Note; yes, I want a proper access point, therefore bridged. Not a router using NAT and whatnot.


----------



## mickey (Dec 19, 2009)

tingo said:
			
		

> Note; yes, I want a proper access point, therefore bridged. Not a router using NAT and whatnot.



Why would you use NAT to route traffic from one internal network to another?


----------



## tingo (Dec 20, 2009)

mickey said:
			
		

> Why would you use NAT to route traffic from one internal network to another?



I would not  However, the highest ranking "FreeBSD wireless access point" articles in Google results were in fact for a nat router setup with wireless. Which is NOT what I want. So I found it best to make that clear in my post here.


----------



## mickey (Dec 20, 2009)

tingo said:
			
		

> I would not  However, the highest ranking "FreeBSD wireless access point" articles in Google results were in fact for a nat router setup with wireless. Which is NOT what I want. So I found it best to make that clear in my post here.



And I guess none of these articles instructs you to perform NAT when routing traffic between your WLAN and your LAN 

So letting aside NAT, let me reformulate my question: Why do you want to bridge traffic between your WLAN and your LAN instead of routing it?

Is it the _routing_ part that bothers you, or the _NAT_ part?


----------



## malexe (Dec 20, 2009)

http://www.howtoforge.com/setting_up_a_freebsd_wlan_access_point

Just use the parts that are refering to make the access point, you know you can just ignore what you want to use. You don't have to 100% follow how-to


----------



## tingo (Dec 20, 2009)

malexe said:
			
		

> http://www.howtoforge.com/setting_up_a_freebsd_wlan_access_point
> 
> Just use the parts that are refering to make the access point, you know you can just ignore what you want to use. You don't have to 100% follow how-to



Sure, I can ignore the parts I don't need. However, that howto doesn't say anything about bridging. Not useful.


----------



## SirDice (Dec 20, 2009)

Last I heard bridging a wireless nic is somewhat problematic.
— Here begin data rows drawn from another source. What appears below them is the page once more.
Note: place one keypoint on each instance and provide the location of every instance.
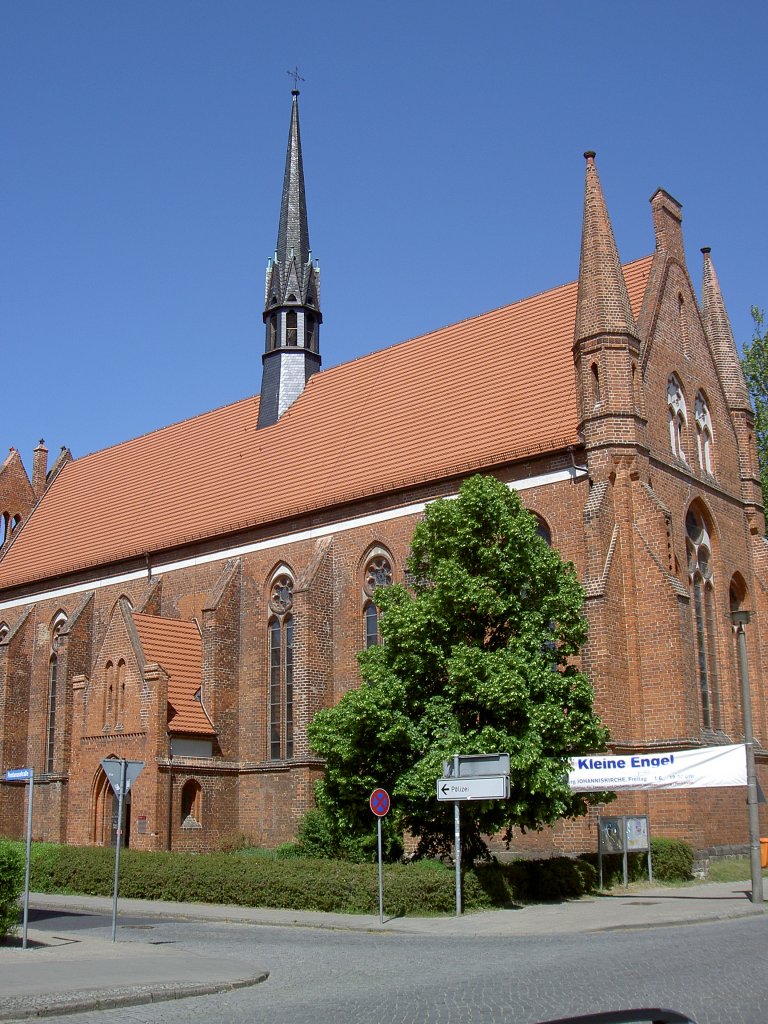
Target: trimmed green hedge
(257, 879)
(11, 883)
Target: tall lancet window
(678, 416)
(704, 433)
(698, 544)
(50, 731)
(378, 573)
(281, 669)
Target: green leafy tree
(475, 658)
(755, 367)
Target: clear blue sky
(143, 146)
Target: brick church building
(192, 597)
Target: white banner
(707, 766)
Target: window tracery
(378, 572)
(704, 432)
(280, 639)
(678, 416)
(50, 733)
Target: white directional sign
(491, 787)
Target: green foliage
(320, 836)
(252, 879)
(11, 885)
(755, 367)
(672, 859)
(477, 658)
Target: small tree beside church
(476, 657)
(755, 367)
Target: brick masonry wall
(622, 522)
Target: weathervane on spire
(296, 78)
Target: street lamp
(740, 619)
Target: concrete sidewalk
(64, 971)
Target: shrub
(288, 881)
(672, 859)
(11, 884)
(320, 836)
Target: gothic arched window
(109, 694)
(280, 633)
(378, 573)
(543, 530)
(698, 545)
(50, 731)
(704, 432)
(677, 412)
(192, 804)
(120, 693)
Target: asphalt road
(716, 972)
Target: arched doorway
(104, 813)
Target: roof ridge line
(464, 320)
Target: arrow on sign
(488, 787)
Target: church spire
(292, 314)
(719, 330)
(293, 233)
(603, 305)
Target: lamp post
(739, 620)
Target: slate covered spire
(293, 233)
(603, 305)
(292, 315)
(718, 328)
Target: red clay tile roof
(177, 647)
(478, 393)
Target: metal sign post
(19, 775)
(471, 776)
(122, 774)
(118, 844)
(380, 804)
(457, 845)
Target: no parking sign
(380, 803)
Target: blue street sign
(379, 803)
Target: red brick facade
(615, 505)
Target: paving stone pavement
(67, 971)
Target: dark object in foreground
(653, 1016)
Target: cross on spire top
(296, 78)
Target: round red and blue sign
(380, 803)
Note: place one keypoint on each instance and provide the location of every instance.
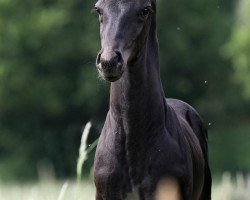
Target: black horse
(149, 144)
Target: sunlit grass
(47, 190)
(225, 189)
(50, 189)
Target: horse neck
(137, 100)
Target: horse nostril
(119, 57)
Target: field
(225, 189)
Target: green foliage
(238, 49)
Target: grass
(225, 189)
(49, 189)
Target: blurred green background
(49, 87)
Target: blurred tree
(239, 46)
(191, 36)
(48, 85)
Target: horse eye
(145, 12)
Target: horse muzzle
(110, 65)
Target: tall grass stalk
(83, 153)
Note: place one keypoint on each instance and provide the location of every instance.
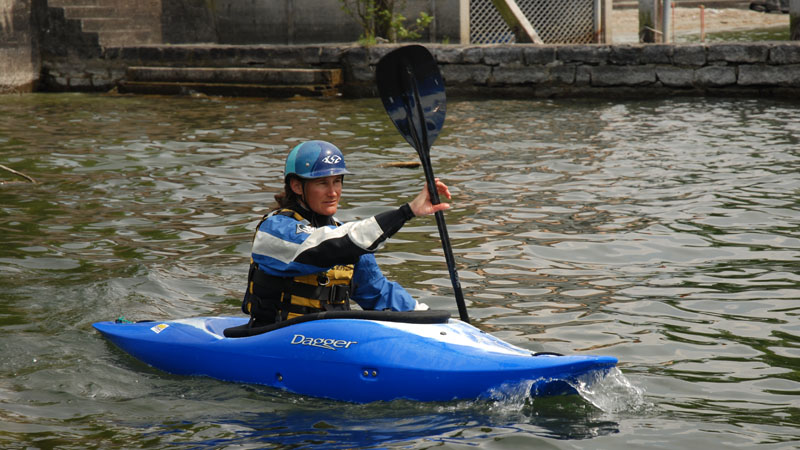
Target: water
(662, 232)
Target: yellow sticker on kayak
(159, 328)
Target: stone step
(223, 89)
(237, 75)
(104, 24)
(122, 38)
(63, 3)
(88, 11)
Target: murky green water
(664, 233)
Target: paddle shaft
(422, 145)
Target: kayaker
(304, 260)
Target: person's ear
(296, 185)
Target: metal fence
(556, 21)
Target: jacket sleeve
(374, 291)
(284, 246)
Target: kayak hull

But you can always use 2 network segments and route between them.


----------



## tingo (Dec 20, 2009)

SirDice said:
			
		

> Last I heard bridging a wireless nic is somewhat problematic.
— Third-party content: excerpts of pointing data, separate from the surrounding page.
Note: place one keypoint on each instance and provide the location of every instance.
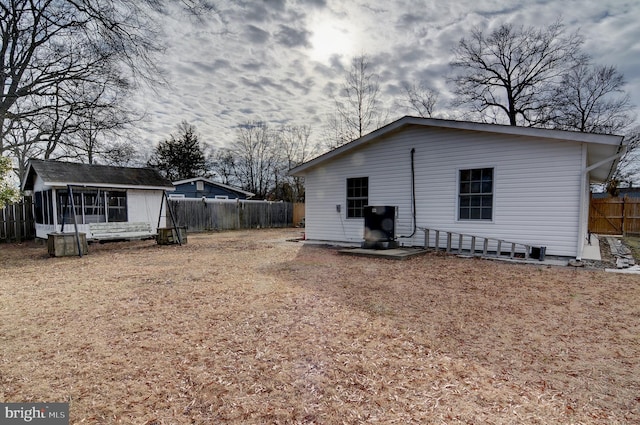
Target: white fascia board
(461, 125)
(107, 185)
(204, 179)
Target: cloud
(256, 35)
(293, 37)
(259, 63)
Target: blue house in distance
(201, 187)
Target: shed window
(357, 196)
(43, 208)
(93, 206)
(475, 195)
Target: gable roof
(601, 147)
(58, 173)
(215, 183)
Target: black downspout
(413, 193)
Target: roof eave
(300, 170)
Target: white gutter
(581, 215)
(584, 195)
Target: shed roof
(603, 150)
(58, 173)
(215, 183)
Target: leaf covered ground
(249, 327)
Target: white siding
(144, 206)
(536, 187)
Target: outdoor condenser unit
(379, 227)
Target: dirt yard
(247, 327)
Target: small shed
(201, 187)
(110, 202)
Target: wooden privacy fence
(16, 221)
(614, 216)
(199, 215)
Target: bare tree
(223, 164)
(256, 158)
(8, 193)
(592, 99)
(295, 147)
(513, 70)
(57, 54)
(419, 99)
(358, 108)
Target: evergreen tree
(180, 157)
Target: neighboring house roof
(603, 151)
(215, 183)
(57, 173)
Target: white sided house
(524, 185)
(110, 202)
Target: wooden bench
(121, 230)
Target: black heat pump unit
(379, 227)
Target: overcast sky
(283, 61)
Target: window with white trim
(357, 196)
(475, 194)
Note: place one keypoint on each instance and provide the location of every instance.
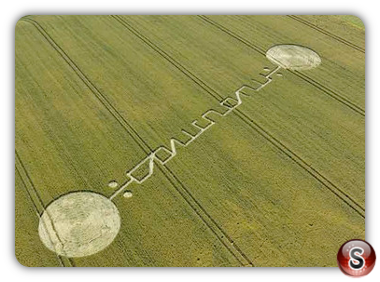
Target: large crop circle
(293, 57)
(79, 224)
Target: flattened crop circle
(293, 57)
(79, 224)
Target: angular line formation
(149, 160)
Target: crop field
(165, 141)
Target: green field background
(278, 182)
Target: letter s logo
(356, 261)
Interesting. Links to more information?



> But you can always use 2 network segments and route between them.



As I have said earlier: I do not want to use routing in this case.
I just want an extra wireless access point for my network. If possible, using FreeBSD. If not, I'll find another way.


----------



## ondra_knezour (Dec 20, 2009)

http://forums.freebsd.org/showthread.php?t=8870 may be interesting, although probably not suitable directly for 8.0 (ifconfig_ath0 in rc.conf doesn't take into account creation of VAP on wireless HW etc.).


----------



## bschmidt (Dec 20, 2009)

`# man 4 if_bridge`

It tells you exactly what to do to create an accesspoint with a bridge. Just copy the example.


----------